Best Wishes to All (2022): Happy, Happy, Happy


The 2022 J Horror film Best Wishes to All is all about being happy. And if you are not happy? Steal that happy from someone else. Writer/director Yûta Shimotsu delivers a horror film that some have called Lynchian in scope. That is not too far off the mark. However, in terms of texture, David Lynch has never matched the Japanese for surreal storytelling.

Takashi Miike, for instance, dropped Visitor Q back in 2001. Best Wishes to All comes nowhere near the unease and distasteful messages that Miike can deliver in his “underbelly” films. “Q” broaches so many bounds of decency; incest being the most prevalent.

The Story

A nursing student comes home for a familial visit. A break before the all too important exams. She arrives and learns that her grandparents are acting odd. A locked door hides a man who has his eyelids and mouth sewn shut. The student, with the aid of a new friend help the man to escape.

Weirdness ensues.

The Cast

Yoshiko Inuyama is Grandmother.

*Inuyama is the only named character in the film’s IMDb credits. This seems only fair as the film is esoteric, odd and overtly creepy. The Japanese Times helpfully points out that horror films do not have to make sense to be scary. Truer words were never written.*

Kotone Furukawa is Nursing Student/Granddaughter.

Aine Hara

Masashi Arifuku

Kôya Matsudai

Not Ju-on

Best Wishes to All is not Ju-on: The Grudge. There are no vengeful spirits here. Shimotsu instead paints a world of hues and tints that occupy an odd part of Japanese culture.

Villages are, in that country, seemingly frozen in time. The inhabitants, however, are happy with their odd lot. The returning student, does not fit in here. She appears to be scarred from a childhood memory, one that hides in the recesses of her mind.
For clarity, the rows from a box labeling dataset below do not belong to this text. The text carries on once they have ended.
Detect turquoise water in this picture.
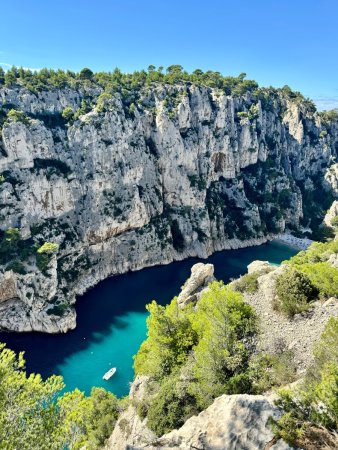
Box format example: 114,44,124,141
0,242,296,396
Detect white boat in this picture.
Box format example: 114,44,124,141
102,367,116,380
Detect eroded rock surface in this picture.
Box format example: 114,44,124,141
177,263,215,308
0,83,338,332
Grandma and Grandpa, having stayed in their village, are odd, quirky and at times, downright scary.

Disturbing and Scary

Best Wishes to All borrows from writer/director Miike and shows us a world that is scary. This village can be seen as the rural underbelly of Japan. Current events aside, tsunami radiation creating a number of no-man zones are a reality here, the Japanese countryside is disappearing.

The nursing student and her rice farming friend release the captive in her grandparents’ house. This coincides with the arrival of her parents and brother. Similar to the 2019 horror Ready or Not, the Japanese family suffer from a curse. It will kill them all if a replacement is not found.

Best Wishes to All Works

The film works. Perhaps because of its setting. The Japanese, in fact most Asian, cultures offer a skewed version of the world. A place where animals are spirits, both good and bad. Foxes, for example, are inherently bad.

One reviewer alludes to the 2015 offering of M. Night Shyamalan The Visit. This is pretty far from an accurate representation of the film. Apart from the weird behaviour of the grandparents, the two films have nothing in common.

The Verdict

Best Wishes to All earns a solid 4 stars. It entertains as much as it unsettles. The concept, of a young person having disturbing yet vague memories of a traumatic event is nothing new. The film does feel like a nod to those old Takashi Miike films of old and I personally enjoyed it. It is streaming on AMC plus right now.